Malik put his gloves back on and turned from the truck. "Back to work already?" Kyle asked. Malik grunted in confirmation as he strode over to the rubble of a building that was largely left standing. Only part of the structure had fallen in on itself, and Malik began to clear out the rubble, moving heavy brick and concrete away so that the insides of the building might be exposed for searching for sellable metal. Malik twisted loose a wooden beam and heaved it to the side only to reveal...

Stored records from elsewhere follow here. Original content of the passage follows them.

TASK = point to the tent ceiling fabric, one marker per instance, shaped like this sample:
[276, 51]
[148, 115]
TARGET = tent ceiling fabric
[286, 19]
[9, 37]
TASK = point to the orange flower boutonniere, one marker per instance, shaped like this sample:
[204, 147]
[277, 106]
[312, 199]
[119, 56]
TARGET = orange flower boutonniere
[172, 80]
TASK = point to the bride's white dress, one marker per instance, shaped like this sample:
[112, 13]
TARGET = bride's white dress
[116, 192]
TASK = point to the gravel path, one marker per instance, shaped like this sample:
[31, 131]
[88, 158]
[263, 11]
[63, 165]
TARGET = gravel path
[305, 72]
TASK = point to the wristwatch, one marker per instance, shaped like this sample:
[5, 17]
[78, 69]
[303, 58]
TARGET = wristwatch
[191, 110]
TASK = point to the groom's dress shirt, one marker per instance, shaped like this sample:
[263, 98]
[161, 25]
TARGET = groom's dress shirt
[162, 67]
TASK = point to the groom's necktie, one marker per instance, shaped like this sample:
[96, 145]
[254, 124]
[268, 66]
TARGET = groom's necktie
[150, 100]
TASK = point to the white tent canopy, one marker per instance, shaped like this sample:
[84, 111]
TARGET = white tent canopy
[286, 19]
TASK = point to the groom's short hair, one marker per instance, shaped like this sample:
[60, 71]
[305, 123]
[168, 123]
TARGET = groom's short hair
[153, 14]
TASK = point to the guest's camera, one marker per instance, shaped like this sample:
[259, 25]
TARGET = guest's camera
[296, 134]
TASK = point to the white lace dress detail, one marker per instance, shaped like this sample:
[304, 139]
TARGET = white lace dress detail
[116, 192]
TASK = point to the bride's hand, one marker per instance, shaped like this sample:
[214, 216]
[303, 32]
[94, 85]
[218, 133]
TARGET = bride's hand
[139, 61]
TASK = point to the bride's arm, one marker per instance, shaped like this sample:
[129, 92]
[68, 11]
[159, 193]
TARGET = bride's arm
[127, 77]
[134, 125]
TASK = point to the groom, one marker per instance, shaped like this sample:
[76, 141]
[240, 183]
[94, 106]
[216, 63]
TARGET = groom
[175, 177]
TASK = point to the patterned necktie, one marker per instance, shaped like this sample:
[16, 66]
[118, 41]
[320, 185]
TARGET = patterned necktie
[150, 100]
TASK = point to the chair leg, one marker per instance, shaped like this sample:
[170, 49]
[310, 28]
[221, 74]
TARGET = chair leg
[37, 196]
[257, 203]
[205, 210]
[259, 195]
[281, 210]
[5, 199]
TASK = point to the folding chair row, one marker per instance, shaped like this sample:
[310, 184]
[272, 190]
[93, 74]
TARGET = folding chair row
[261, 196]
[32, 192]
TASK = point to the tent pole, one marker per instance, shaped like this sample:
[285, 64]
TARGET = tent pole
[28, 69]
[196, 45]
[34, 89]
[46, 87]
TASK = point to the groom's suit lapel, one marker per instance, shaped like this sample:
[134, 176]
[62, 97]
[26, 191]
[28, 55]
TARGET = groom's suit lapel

One of perhaps thousands, a face so far dead that it was beginning to look inhuman in the sickening way. It was the first Malik had come across during this work. It would have not been possible to find if Malik hadn't gone digging through the rubble. Malik took a step back, confronted by the realities that harsh sunlight and cleanup crews who'd come before made it more possible to avoid. Death was ugly. Not only was there the brutal contortion of a face of a person who had died in much pain, but also the ugliness of wounds and the starting signs of decay. Not knowing what the woman who had died crushed by the rubble had believed in terms of religion, it was hard to look without feeling like this was another soul lost to eternal darkness. Malik averted his eyes. Gently he returned the beam to cover the sight. Maybe he shouldn't have gone charging in like that, but the damage was done. It pulled a sensitive nerve, bringing to the fore emotions he'd thought he'd dealt with, and others he'd pushed to the side. He'd even mentioned, but failed to provide descriptive detail about some of the topics in conversation. To think about something painful and to confront an ugly reminder in real life were very different things.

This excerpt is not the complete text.